Llegamos al cine cinco minutos antes del final de la función anterior. Susana quiere entrar, pero Emilio Ovalle se lo prohíbe: no podemos ver el final primero y después el comienzo, no por lo menos en una película de terror. Susana lo besa ansiosamente junto a un afiche de Rock de sangre. Tiemblo. Estoy seguro que, pese a haberme puesto mi ropa más adulta en el baño del liceo, todavía sigo viéndome como como lo que soy, un torpe pendejo con problemas de inseguridad aún incapacitado para hacer lo que se le dé la gana porque su cara es la de un preadolescente.
-Sus entradas, por favor- nos detiene el boletero del Astor.
Emilio Ovalle me mira de reojo y, en un solo gesto, me pide que tenga calma, que no me mueva, que no diga ni haga absolutamente nada.
-¿A qué hora es la última función?- le pregunta al boletero.

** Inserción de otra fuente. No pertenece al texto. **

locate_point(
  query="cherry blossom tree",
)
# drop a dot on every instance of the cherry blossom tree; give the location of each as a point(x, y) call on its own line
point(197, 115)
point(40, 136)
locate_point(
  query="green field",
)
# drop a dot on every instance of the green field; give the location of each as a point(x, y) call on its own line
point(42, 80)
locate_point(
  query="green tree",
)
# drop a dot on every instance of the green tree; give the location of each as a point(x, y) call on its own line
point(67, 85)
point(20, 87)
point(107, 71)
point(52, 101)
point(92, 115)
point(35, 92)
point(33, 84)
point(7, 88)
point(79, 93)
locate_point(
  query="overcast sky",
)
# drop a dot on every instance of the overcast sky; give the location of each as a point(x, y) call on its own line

-Como a las siete y media empieza.
-¿Y esa es la última?
-No, todavía nos queda la última, que parte como un cuarto para las diez y termina a las once y media justas.
El boletero corta nuestros tickets. Susana avanza hacia la sala, veo sus botas negras taconeando frente a mí, Emilio Ovalle me empuja suavemente con la mano, doy un paso, doy otro y en ese instante veo el brazo del boletero que me interrumpe el paso.
-Su carnet, joven. La película es para mayores de 21.